During latent print comparison, a non-mated print will be colloquially qualified as a close nonmatch (CNM) to the mark when it shows a level of agreement that could have misled an examiner to erroneously conclude that it was from the same source as the mark. These CNM prints are of crucial importance in developing the expertise of latent print examiners because they constitute the worst case scenario for a comparison between impressions originating from different sources. Because of the nature of the algorithms used in Automated Fingerprint Identification Systems (AFISs) (which are designed to find the closest matches contained in the database), combined with the ever-enlarging set of prints in their gallery, it is expected that examiners will increasingly face comparisons involving CNMs.
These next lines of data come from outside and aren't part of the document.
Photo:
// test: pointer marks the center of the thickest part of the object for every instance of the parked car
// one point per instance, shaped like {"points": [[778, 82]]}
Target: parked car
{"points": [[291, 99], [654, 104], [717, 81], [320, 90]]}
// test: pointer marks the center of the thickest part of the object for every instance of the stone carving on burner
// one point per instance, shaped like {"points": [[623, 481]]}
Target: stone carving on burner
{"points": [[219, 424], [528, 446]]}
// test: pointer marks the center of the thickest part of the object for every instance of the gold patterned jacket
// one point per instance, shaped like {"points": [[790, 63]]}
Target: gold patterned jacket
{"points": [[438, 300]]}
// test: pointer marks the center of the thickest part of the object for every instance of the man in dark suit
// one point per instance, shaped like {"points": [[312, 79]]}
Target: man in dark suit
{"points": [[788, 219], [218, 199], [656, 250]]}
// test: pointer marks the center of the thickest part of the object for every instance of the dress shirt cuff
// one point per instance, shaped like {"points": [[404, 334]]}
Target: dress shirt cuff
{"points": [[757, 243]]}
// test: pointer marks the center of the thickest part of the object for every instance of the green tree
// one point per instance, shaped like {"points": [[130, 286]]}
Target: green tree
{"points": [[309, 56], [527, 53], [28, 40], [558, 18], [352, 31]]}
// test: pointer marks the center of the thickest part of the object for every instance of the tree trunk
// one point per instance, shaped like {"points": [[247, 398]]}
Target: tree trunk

The issue facing the fingerprint community is that it does not have any repository of known cases including CNMs from which comparison exercises can be drawn. This is largely because CNMs are so time-consuming to locate. Over time, anecdotal cases have been shared in the community, but without any systematic organization to the data or means to search them available to law enforcement agencies. Additionally, these cases were submitted by examiners from casework, thus the ground truth state of the image pairs was unknown.
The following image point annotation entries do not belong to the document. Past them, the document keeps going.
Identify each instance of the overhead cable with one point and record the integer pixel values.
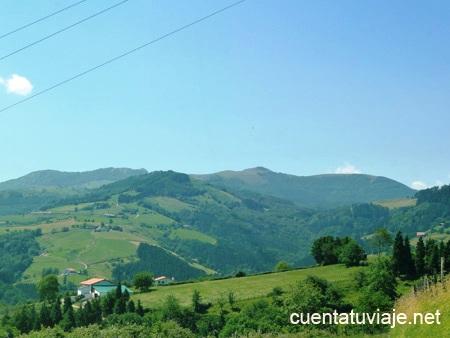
(123, 55)
(62, 30)
(41, 19)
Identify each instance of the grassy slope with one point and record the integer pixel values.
(425, 302)
(77, 248)
(250, 287)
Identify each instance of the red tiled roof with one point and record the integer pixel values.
(92, 281)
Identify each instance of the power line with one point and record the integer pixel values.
(62, 30)
(123, 55)
(41, 19)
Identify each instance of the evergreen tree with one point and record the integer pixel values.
(68, 321)
(108, 303)
(408, 259)
(120, 306)
(119, 291)
(96, 311)
(139, 309)
(67, 303)
(447, 256)
(33, 317)
(420, 257)
(398, 251)
(196, 301)
(55, 312)
(45, 319)
(431, 257)
(22, 321)
(131, 307)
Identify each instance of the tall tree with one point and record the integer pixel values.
(420, 257)
(196, 301)
(408, 259)
(48, 288)
(143, 281)
(55, 312)
(398, 251)
(381, 239)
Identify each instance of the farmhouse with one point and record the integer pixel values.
(69, 271)
(98, 287)
(163, 280)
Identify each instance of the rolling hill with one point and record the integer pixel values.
(208, 228)
(318, 191)
(54, 178)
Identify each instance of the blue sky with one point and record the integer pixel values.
(299, 87)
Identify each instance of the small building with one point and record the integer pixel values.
(69, 271)
(98, 287)
(163, 280)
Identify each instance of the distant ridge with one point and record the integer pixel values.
(86, 179)
(318, 191)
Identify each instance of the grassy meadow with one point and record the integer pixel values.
(251, 287)
(426, 302)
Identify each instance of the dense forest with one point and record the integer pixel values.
(17, 250)
(157, 260)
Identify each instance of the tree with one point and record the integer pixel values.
(408, 259)
(231, 299)
(48, 288)
(196, 301)
(381, 239)
(398, 251)
(381, 277)
(323, 250)
(420, 257)
(68, 321)
(55, 312)
(352, 254)
(282, 266)
(143, 281)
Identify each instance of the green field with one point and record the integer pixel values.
(251, 287)
(398, 203)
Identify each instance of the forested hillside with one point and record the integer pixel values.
(318, 191)
(49, 178)
(220, 230)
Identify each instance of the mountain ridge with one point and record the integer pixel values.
(83, 179)
(322, 191)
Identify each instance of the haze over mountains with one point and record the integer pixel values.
(87, 179)
(221, 222)
(318, 191)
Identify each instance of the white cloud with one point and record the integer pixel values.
(418, 185)
(17, 84)
(347, 168)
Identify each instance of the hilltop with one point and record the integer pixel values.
(318, 191)
(55, 178)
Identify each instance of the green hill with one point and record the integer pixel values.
(318, 191)
(54, 178)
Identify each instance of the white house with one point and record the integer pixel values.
(163, 280)
(98, 287)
In this context, RTI International and University of Lausanne (Unil) present a proposal aimed at addressing CNM topics and delivering on the following objectives:
1. A ground truth library of marks and prints: Using an innovative partnership model to leverage an international network of public and private agencies and members of academia representing some of the top experts in the field, an international close nonmatch library (ICNML) of 1,000 cases will be prepared offering a repository of relevant and realistic marks and prints of known ground truth from 100 donors.
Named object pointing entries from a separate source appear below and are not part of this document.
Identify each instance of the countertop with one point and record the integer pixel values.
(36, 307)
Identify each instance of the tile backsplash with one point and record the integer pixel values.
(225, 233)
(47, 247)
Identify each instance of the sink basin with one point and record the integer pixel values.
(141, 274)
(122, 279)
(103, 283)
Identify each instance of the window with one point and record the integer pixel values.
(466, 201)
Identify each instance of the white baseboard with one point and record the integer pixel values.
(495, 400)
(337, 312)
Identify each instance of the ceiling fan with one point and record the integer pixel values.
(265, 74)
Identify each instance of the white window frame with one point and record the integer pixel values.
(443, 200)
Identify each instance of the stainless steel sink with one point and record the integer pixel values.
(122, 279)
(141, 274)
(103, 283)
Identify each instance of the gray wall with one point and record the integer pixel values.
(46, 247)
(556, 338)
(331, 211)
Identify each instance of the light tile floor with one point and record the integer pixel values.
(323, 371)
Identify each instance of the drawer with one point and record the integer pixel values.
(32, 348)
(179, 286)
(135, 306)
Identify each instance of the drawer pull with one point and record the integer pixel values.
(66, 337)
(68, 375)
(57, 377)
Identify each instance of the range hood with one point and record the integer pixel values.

2. An evaluation of examiner understanding of CNMs: A list of red flags for CNMs will be developed based on expert input and discussion, and this list will be tested for its ability to predict the occurrence of CNMs. This information will increase our understanding of how well examiners understand CNMs and will allow for training recommendations to be made.
Developed using a crowd-sourcing approach to the research, the ICNML will be the first expert evaluated library of its type that will be made available to authorized agencies with a view toward promoting the training (and continuing education) of examiners, generating proficiency tests, providing images for use in research, and assisting in benchmarking AFIS systems.
This project contains a research and/or development component, as defined in applicable law, and complies with Part 200 Uniform Requirements - 2 CFR 200.210(a)(14).